The great "B" movie filmmaker Phil Karlson is here with The Brothers Rico (1957), which is really more of a gangster picture. Richard Conte stars as the oldest Rico brother, Eddie. He runs a legitimate cleaning business, hopes to adopt a baby with his wife, and believes that his ties to the mob are a thing of the past. But his middle brother Gino (Paul Picerni) turns up and explains that he and youngest brother Johnny (James Darren) were involved in a fatal robbery and are now on the run. Eddie's first instinct is to turn to the big boss, Sid Kubik (Larry Gates), but it's no longer clear who Eddie can trust, and who he will betray. Based on a story by Georges Simenon, it's a fairly complex setup, to be sure, but Karlson lays it all out very clearly, so that even the absent characters have a kind of presence. Conte must carry most of the burden himself; the script requires him to be a little bit clueless, and he can't quite pull this off. But otherwise, this is an excellent crime picture. Martin Scorsese appears on an extra and explains why he thinks the flat, late-1950s cinematography makes the film even more sinister.

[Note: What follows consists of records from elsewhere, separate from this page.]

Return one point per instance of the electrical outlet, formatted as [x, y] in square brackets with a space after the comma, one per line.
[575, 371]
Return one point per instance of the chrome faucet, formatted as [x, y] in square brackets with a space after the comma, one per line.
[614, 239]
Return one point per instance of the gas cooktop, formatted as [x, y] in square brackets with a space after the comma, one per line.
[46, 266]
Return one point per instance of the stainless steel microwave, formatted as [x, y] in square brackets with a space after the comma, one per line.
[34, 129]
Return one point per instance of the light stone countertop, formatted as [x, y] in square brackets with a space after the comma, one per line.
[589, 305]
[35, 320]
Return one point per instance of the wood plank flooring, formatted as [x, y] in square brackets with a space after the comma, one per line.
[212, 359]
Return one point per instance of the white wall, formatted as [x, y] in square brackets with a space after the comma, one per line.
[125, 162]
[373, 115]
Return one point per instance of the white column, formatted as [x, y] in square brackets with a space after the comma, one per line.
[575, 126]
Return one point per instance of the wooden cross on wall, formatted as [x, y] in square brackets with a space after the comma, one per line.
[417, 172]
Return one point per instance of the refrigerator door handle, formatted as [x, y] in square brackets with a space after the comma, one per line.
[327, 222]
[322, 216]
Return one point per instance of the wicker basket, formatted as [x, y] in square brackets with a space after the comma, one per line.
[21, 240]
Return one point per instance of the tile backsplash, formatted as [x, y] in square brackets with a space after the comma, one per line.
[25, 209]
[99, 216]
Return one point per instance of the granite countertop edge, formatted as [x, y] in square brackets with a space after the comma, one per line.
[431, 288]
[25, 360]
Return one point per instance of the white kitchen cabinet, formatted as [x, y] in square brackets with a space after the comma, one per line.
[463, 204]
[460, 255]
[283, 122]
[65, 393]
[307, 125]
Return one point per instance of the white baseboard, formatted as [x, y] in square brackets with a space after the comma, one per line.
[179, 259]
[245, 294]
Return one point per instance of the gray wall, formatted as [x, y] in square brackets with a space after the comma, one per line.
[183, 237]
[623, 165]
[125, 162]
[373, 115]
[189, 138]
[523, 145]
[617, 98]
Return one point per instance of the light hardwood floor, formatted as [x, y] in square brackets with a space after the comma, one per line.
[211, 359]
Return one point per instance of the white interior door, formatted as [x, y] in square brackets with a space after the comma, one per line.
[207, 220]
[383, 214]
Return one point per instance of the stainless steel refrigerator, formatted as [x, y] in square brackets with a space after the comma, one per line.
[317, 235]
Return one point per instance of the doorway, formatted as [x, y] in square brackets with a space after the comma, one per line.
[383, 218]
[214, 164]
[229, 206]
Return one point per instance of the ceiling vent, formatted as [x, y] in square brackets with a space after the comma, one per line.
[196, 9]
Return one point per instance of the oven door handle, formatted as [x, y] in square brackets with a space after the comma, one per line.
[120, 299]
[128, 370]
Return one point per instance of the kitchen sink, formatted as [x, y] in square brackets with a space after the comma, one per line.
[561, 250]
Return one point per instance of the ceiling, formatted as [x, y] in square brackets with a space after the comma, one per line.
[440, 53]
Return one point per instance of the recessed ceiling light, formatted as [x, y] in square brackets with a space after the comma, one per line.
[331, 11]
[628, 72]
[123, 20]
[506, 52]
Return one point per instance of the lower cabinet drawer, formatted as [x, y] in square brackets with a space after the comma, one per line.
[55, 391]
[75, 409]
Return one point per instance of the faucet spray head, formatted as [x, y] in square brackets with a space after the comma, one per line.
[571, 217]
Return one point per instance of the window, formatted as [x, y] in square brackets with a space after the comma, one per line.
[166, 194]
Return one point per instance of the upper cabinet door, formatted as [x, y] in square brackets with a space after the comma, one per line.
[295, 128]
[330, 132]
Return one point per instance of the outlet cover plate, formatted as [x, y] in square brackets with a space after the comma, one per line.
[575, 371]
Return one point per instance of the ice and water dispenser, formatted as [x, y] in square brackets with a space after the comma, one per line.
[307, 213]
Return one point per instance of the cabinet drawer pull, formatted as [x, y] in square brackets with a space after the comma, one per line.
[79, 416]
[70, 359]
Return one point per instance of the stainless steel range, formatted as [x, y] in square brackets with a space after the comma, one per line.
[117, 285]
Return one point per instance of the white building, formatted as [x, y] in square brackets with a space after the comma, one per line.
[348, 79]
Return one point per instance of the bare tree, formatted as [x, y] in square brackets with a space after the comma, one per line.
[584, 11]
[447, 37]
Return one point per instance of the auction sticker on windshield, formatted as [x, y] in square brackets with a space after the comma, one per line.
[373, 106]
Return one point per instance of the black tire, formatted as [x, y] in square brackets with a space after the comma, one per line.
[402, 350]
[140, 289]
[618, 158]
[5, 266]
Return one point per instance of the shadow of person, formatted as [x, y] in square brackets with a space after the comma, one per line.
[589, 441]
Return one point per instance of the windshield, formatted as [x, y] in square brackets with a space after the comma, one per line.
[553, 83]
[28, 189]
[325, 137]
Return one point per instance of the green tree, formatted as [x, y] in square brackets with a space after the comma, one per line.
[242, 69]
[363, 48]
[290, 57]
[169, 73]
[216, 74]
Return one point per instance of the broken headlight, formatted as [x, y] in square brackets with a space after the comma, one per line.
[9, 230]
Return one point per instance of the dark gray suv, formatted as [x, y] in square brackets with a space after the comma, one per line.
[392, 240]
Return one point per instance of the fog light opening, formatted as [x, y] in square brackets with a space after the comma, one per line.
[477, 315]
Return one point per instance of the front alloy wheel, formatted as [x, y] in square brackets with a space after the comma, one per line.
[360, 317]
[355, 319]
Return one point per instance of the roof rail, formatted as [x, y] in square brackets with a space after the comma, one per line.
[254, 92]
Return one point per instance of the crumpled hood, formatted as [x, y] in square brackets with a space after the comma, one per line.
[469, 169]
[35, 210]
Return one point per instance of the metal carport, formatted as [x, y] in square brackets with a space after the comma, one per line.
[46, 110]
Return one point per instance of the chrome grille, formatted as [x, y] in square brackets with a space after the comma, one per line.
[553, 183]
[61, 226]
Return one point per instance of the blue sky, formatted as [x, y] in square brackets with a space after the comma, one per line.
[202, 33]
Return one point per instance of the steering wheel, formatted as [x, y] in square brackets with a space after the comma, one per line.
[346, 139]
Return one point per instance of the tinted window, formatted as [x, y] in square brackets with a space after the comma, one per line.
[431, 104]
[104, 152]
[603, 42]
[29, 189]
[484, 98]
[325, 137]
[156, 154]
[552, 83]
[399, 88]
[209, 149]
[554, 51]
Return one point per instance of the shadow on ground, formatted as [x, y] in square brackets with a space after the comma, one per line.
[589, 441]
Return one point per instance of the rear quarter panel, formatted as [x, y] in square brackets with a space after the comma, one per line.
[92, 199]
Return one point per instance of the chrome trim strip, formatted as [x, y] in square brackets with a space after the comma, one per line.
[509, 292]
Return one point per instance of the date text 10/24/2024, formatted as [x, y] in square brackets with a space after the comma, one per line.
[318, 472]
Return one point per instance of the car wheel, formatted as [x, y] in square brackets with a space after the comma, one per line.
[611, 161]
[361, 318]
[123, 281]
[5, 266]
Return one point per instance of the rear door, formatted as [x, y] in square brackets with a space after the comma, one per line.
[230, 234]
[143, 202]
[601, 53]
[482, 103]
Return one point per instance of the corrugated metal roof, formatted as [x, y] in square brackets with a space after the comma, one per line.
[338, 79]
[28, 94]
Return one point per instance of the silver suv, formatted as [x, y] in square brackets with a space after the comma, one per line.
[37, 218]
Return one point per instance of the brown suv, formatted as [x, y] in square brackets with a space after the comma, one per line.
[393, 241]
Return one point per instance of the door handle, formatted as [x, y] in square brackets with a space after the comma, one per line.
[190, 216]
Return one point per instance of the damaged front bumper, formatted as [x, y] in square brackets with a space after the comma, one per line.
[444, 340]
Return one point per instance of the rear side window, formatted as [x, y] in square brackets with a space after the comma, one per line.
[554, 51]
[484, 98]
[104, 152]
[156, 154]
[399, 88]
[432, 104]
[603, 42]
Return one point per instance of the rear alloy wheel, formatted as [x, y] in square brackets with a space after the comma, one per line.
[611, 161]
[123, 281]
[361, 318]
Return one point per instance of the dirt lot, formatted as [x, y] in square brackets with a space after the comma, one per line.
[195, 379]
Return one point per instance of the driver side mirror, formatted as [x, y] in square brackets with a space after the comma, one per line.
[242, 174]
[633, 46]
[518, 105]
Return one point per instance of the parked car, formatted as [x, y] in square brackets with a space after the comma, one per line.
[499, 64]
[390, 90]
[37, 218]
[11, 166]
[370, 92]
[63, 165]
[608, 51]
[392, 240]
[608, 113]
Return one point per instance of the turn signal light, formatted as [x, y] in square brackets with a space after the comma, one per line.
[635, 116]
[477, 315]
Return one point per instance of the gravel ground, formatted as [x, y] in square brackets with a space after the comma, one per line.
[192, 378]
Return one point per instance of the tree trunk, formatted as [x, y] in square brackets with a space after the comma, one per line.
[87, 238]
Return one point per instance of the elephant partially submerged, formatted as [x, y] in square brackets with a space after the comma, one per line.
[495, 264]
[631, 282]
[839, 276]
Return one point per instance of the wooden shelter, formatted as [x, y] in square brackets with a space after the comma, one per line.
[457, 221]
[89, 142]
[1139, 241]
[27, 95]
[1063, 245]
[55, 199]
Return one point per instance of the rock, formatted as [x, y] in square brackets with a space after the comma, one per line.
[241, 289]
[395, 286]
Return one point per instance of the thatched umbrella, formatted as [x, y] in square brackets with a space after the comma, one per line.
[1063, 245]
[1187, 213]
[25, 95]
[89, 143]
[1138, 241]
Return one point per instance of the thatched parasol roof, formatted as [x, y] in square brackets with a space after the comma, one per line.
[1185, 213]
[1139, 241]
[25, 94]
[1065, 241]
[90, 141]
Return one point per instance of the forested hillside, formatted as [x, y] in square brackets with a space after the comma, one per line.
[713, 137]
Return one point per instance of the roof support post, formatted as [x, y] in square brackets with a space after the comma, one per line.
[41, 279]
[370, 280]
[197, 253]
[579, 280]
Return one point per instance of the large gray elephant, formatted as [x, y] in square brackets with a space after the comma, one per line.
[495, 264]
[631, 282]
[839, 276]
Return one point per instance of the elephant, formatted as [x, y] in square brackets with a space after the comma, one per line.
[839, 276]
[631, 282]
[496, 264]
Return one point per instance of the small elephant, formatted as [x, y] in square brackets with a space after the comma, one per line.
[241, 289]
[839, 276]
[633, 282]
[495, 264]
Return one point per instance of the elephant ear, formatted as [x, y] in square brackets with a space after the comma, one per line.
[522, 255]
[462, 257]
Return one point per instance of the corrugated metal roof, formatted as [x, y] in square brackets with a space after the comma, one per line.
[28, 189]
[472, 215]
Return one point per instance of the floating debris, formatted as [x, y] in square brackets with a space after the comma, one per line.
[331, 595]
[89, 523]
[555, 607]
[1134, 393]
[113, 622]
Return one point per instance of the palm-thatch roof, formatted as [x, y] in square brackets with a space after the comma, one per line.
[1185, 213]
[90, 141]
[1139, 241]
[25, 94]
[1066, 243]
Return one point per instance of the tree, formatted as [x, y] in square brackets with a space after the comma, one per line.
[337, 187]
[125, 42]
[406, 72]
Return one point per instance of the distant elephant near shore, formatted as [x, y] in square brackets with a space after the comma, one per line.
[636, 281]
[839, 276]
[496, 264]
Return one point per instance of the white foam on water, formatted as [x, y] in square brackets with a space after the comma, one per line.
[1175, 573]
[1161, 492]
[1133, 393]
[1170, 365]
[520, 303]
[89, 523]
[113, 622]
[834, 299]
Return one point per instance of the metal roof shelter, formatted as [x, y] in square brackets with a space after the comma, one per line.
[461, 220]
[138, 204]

The other films in the set include Richard Quine's Pushover (1954), starring a 46 year-old Fred MacMurray opposite the dazzling 21 year-old Kim Novak, making her film debut. As a bonus, Dorothy Malone also stars. Lastly, there's Irving Lerner's tense "B" film City of Fear (1959), which is really more of a disaster movie; it's about an escaped criminal (Vince Edwards) who thinks he has a vial of heroin, but really it's a deadly radioactive powder that can wipe out the city. Director Christopher Nolan appears on this last disc, talking about why he loves film noir and why he makes them for today's complex world. All five discs come with theatrical trailers.